Russian President Vladimir Putin took questions for four hours in another one of his famous live TV Q&As on Thursday, fielding and dodging inquiries, about Ukraine, Crimea, Alaska, Obama's willingness to let him drown, and Russia's participation in spying on its people. That last one was asked by surprise guest Edward Snowden, naturally.
Snowden, who has been residing in Russia under asylum for about eight months, appeared via webcam to ask Putin to share his stance on mass surveillance of civilians. The softball setup — Putin replied with a resounding "no," adding that he is against spying on his people — was regarded as rather bold PR stunt.
Aside from this patriotic interjection, the hours-long press conference focused mostly on propping up the Kremlin's official policies and defending Russia's actions in Ukraine.
Reporting from Ukraine, the Kyiv Post highlighted some of the more contentious aspects of his address. For one, they point out, Putin referred to east Ukraine as "Novorussiya," saying it must "defend those people" (meaning ethnic Russians and Russian-speakers in Ukraine), and echoing the justification used to annex Crimea.
Putin also threatened to shut off Ukraine's gas, something he has done before.

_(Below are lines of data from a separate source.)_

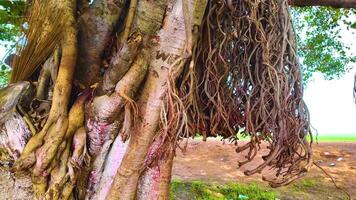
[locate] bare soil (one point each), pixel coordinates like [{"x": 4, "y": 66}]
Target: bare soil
[{"x": 214, "y": 161}]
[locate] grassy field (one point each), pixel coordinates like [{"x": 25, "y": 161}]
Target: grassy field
[{"x": 197, "y": 190}]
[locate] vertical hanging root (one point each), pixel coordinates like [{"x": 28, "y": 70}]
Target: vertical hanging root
[
  {"x": 249, "y": 78},
  {"x": 45, "y": 145}
]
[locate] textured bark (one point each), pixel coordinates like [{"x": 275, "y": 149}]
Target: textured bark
[
  {"x": 169, "y": 46},
  {"x": 95, "y": 32},
  {"x": 331, "y": 3}
]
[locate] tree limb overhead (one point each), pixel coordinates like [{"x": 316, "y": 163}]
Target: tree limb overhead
[{"x": 331, "y": 3}]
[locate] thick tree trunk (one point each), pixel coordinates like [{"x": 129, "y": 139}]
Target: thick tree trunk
[{"x": 331, "y": 3}]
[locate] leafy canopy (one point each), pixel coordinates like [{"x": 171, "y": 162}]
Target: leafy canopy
[{"x": 320, "y": 44}]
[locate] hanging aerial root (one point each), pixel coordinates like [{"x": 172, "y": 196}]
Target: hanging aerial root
[{"x": 245, "y": 77}]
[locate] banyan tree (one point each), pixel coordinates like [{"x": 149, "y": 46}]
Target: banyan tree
[{"x": 103, "y": 93}]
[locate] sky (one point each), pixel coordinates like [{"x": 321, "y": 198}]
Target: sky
[
  {"x": 331, "y": 105},
  {"x": 330, "y": 102}
]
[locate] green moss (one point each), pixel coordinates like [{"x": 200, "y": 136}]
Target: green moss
[{"x": 197, "y": 190}]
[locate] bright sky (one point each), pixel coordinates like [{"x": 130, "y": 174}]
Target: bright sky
[{"x": 331, "y": 105}]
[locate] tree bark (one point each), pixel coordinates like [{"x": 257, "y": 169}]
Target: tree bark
[{"x": 331, "y": 3}]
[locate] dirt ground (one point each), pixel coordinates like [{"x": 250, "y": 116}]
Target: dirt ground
[{"x": 214, "y": 161}]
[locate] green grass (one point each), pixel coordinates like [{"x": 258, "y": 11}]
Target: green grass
[
  {"x": 336, "y": 138},
  {"x": 197, "y": 190}
]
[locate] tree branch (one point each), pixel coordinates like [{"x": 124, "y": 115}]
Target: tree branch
[{"x": 331, "y": 3}]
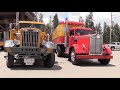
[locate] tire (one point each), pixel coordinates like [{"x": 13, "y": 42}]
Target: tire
[
  {"x": 10, "y": 61},
  {"x": 72, "y": 57},
  {"x": 112, "y": 48},
  {"x": 104, "y": 61},
  {"x": 59, "y": 50},
  {"x": 49, "y": 62}
]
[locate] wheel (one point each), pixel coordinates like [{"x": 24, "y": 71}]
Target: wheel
[
  {"x": 59, "y": 50},
  {"x": 49, "y": 62},
  {"x": 104, "y": 61},
  {"x": 73, "y": 57},
  {"x": 112, "y": 48},
  {"x": 10, "y": 61}
]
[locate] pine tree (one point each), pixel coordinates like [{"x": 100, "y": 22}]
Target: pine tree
[
  {"x": 106, "y": 33},
  {"x": 115, "y": 33},
  {"x": 40, "y": 17},
  {"x": 98, "y": 28},
  {"x": 55, "y": 21}
]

He also offered some harsh words to NATO.
Putin also says he was personally offended by NATO's chief, Anders Fogh Rasmussen, who recorded and published a conversation between himself and the Russian president back when Rasmussen was Danish prime minister. This obviously put a damper on the relationship. Russian news agency Itar-Tass quotes Putin as saying, "I couldn’t believe my ears and eyes — it’s nonsense!... What trust can there be after such incidents?”

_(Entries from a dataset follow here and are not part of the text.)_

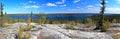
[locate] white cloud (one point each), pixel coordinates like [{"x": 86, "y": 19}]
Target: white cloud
[
  {"x": 31, "y": 1},
  {"x": 51, "y": 4},
  {"x": 98, "y": 5},
  {"x": 118, "y": 1},
  {"x": 63, "y": 5},
  {"x": 113, "y": 9},
  {"x": 62, "y": 2},
  {"x": 32, "y": 6},
  {"x": 89, "y": 6},
  {"x": 75, "y": 1}
]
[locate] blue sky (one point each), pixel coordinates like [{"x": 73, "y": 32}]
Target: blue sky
[{"x": 59, "y": 6}]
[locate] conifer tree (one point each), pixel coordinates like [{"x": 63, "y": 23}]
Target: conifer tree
[
  {"x": 101, "y": 20},
  {"x": 1, "y": 11}
]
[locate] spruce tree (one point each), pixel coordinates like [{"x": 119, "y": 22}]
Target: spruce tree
[
  {"x": 101, "y": 19},
  {"x": 1, "y": 11}
]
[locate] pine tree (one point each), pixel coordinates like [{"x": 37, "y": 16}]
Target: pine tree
[
  {"x": 1, "y": 11},
  {"x": 101, "y": 20}
]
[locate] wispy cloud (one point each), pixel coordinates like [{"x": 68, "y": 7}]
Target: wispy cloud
[
  {"x": 118, "y": 1},
  {"x": 32, "y": 6},
  {"x": 90, "y": 6},
  {"x": 51, "y": 4},
  {"x": 75, "y": 1},
  {"x": 31, "y": 1},
  {"x": 61, "y": 2}
]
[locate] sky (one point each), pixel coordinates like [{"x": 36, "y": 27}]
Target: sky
[{"x": 59, "y": 6}]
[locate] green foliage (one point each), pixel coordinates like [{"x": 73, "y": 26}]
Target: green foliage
[
  {"x": 90, "y": 22},
  {"x": 106, "y": 25},
  {"x": 72, "y": 23},
  {"x": 43, "y": 18},
  {"x": 21, "y": 35},
  {"x": 20, "y": 32},
  {"x": 114, "y": 21}
]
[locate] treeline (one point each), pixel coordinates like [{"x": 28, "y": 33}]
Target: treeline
[{"x": 112, "y": 18}]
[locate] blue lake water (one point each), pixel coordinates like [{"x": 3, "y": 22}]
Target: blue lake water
[{"x": 56, "y": 16}]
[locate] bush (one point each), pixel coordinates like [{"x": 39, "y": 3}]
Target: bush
[{"x": 20, "y": 34}]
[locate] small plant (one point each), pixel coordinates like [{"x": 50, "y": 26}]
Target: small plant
[
  {"x": 90, "y": 22},
  {"x": 115, "y": 35}
]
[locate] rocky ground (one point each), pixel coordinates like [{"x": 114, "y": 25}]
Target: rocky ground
[{"x": 56, "y": 31}]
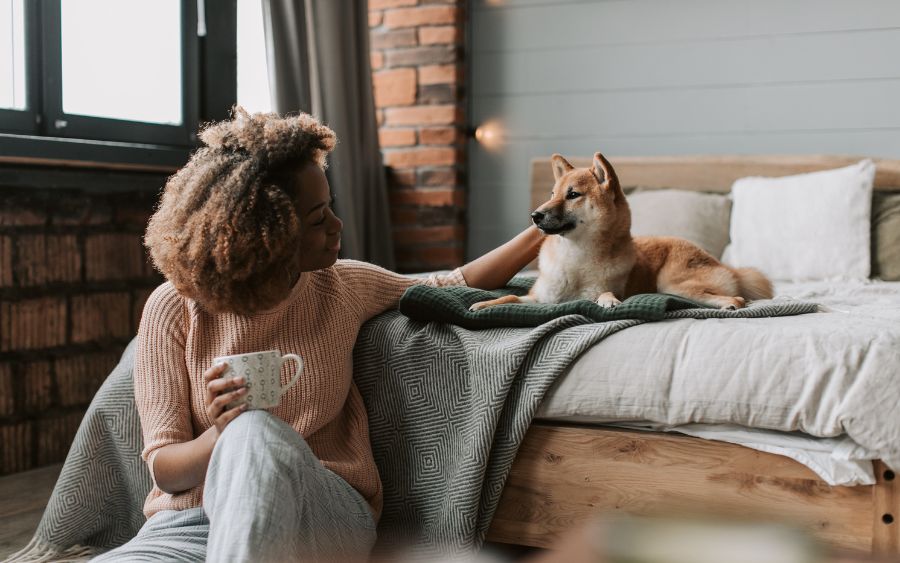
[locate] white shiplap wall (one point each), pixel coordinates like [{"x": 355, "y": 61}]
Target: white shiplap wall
[{"x": 669, "y": 77}]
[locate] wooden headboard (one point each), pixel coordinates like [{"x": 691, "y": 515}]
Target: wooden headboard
[{"x": 708, "y": 173}]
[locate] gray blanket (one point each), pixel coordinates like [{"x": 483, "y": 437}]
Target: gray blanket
[{"x": 448, "y": 410}]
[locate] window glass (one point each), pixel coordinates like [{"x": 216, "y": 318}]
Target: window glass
[
  {"x": 12, "y": 54},
  {"x": 121, "y": 59},
  {"x": 253, "y": 80}
]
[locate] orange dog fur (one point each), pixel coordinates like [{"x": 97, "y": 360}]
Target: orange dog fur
[{"x": 592, "y": 255}]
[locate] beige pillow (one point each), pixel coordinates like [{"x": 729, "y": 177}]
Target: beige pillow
[
  {"x": 886, "y": 236},
  {"x": 699, "y": 217}
]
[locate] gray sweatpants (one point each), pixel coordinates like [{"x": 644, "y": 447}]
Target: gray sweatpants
[{"x": 267, "y": 498}]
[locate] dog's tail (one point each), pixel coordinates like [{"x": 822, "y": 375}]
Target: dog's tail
[{"x": 753, "y": 284}]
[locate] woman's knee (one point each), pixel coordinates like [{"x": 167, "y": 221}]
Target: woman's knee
[{"x": 261, "y": 430}]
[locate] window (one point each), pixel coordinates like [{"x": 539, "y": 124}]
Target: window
[
  {"x": 252, "y": 74},
  {"x": 122, "y": 81},
  {"x": 12, "y": 54}
]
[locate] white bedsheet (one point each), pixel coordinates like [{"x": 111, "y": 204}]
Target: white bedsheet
[{"x": 823, "y": 389}]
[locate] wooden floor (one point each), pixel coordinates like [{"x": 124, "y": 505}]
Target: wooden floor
[{"x": 23, "y": 497}]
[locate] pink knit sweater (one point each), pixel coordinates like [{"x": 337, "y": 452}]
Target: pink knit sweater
[{"x": 178, "y": 340}]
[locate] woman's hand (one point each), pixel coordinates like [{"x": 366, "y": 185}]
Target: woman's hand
[{"x": 221, "y": 392}]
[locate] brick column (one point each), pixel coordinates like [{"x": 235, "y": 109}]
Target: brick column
[
  {"x": 73, "y": 281},
  {"x": 418, "y": 80}
]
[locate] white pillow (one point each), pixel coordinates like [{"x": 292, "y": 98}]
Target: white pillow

Putin spoke to the generally fraught U.S.-Russia ties as well, saying "we are partners and I still hope we have a future for our relationship." When asked (by a six-year-old child) whether President Barack Obama would save him if he was drowning, Putin said yes, but mostly because Obama is a good person. "I don't think I have a close personal relationship with Obama," he said.

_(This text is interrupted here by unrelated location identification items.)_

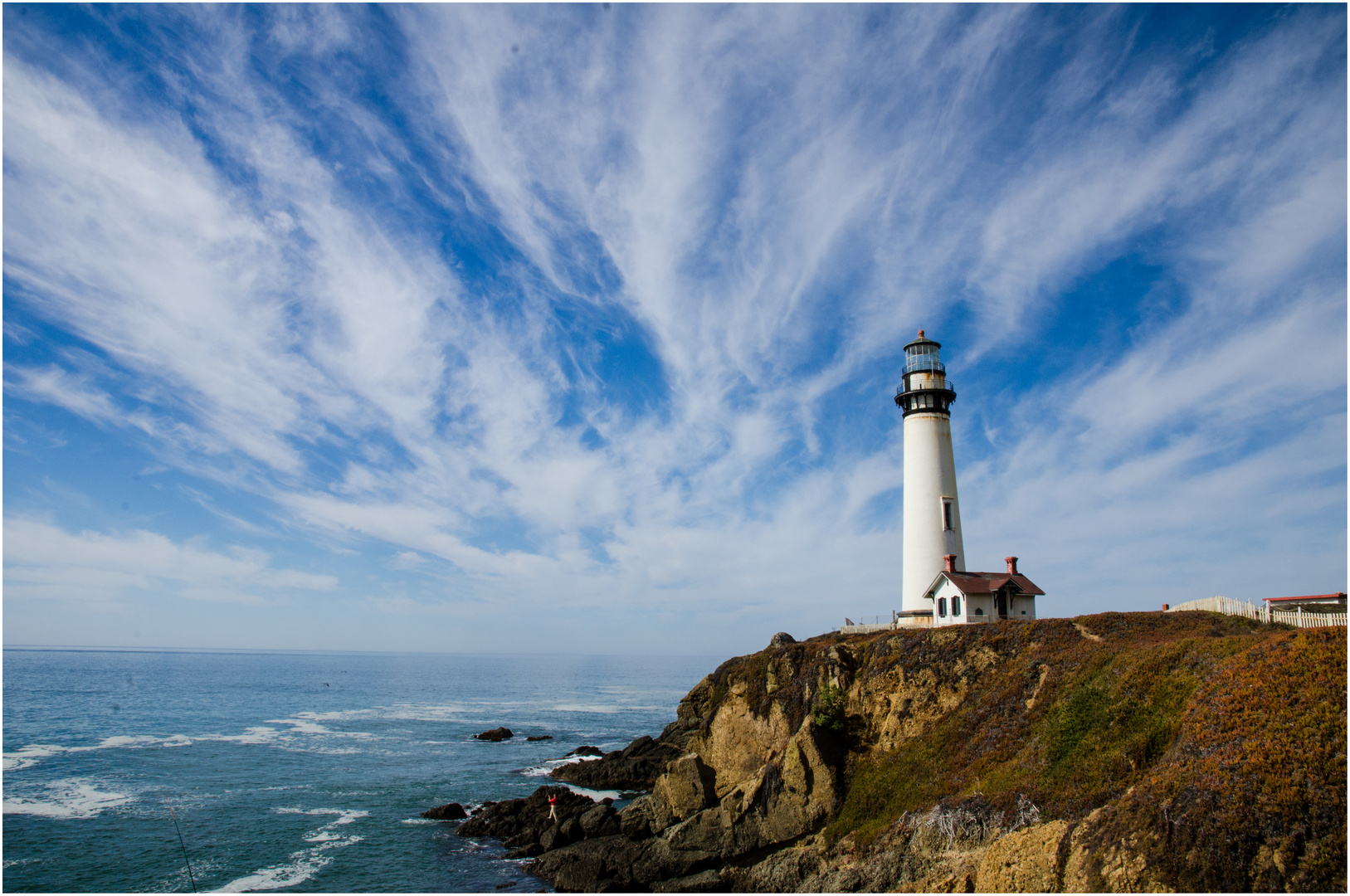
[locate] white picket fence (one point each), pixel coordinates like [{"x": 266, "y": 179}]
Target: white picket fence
[
  {"x": 867, "y": 624},
  {"x": 1263, "y": 613}
]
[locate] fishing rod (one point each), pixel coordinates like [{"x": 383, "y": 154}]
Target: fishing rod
[{"x": 183, "y": 845}]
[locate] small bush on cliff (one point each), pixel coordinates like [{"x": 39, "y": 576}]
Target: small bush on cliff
[{"x": 828, "y": 711}]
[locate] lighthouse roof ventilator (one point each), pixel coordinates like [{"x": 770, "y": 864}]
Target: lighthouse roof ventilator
[{"x": 936, "y": 588}]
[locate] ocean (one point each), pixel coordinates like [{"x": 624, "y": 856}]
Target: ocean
[{"x": 293, "y": 771}]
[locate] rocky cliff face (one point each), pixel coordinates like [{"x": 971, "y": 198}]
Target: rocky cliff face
[{"x": 1122, "y": 752}]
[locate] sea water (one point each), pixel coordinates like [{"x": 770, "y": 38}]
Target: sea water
[{"x": 293, "y": 771}]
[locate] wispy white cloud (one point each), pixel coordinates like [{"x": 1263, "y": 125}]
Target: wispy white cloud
[
  {"x": 45, "y": 562},
  {"x": 766, "y": 202}
]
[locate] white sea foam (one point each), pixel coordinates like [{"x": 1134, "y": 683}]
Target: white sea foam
[
  {"x": 27, "y": 756},
  {"x": 594, "y": 795},
  {"x": 303, "y": 723},
  {"x": 398, "y": 713},
  {"x": 256, "y": 734},
  {"x": 548, "y": 766},
  {"x": 304, "y": 867},
  {"x": 32, "y": 755},
  {"x": 304, "y": 864},
  {"x": 68, "y": 798}
]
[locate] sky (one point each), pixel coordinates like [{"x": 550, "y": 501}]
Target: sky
[{"x": 575, "y": 329}]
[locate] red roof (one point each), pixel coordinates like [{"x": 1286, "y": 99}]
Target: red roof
[
  {"x": 1339, "y": 596},
  {"x": 990, "y": 582}
]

However, the Russian leader was kind enough to concede that he will not attempt to take back Alaska, saying to the woman who inquired about it, "My dear, why do you want Alaska? ... It's cold there, too.”
As usual, the press release was peppered with some laughably false statements about the president's style of leadership:
"In my current job I always listen to my colleagues opinions, even if I don't like them, and I always think about what they say," says Putin— max seddon (@maxseddon) April 17, 2014
The conference comes as unrest in east Ukraine turns violent once again. Overnight, three pro-Russia separatists were killed in clashes in the volatile region, an event Putin cited as an example of Ukraine's poor government control. He said during the press conference that "Instead of realizing that there is something wrong with the Ukrainian government and attempting dialogue, they made more threats of force ... This is another very grave crime by Kiev's current leaders..." He added, "I hope that they are able to realize what a pit, what an abyss the current authorities are in and dragging the country into." He also said that he "hopes" he won't have to send troops into east Ukraine, but has reserved the right to use force if he sees fit.
Putin's Q&A, a more or less annual event, also takes place on the same day that representatives from the EU, U.S., Russia, and Ukraine meet in Geneva to discuss the crisis. If Putin was hoping to ratchet up some goodwill with the U.S., he probably shouldn't have made Snowden his featured guest.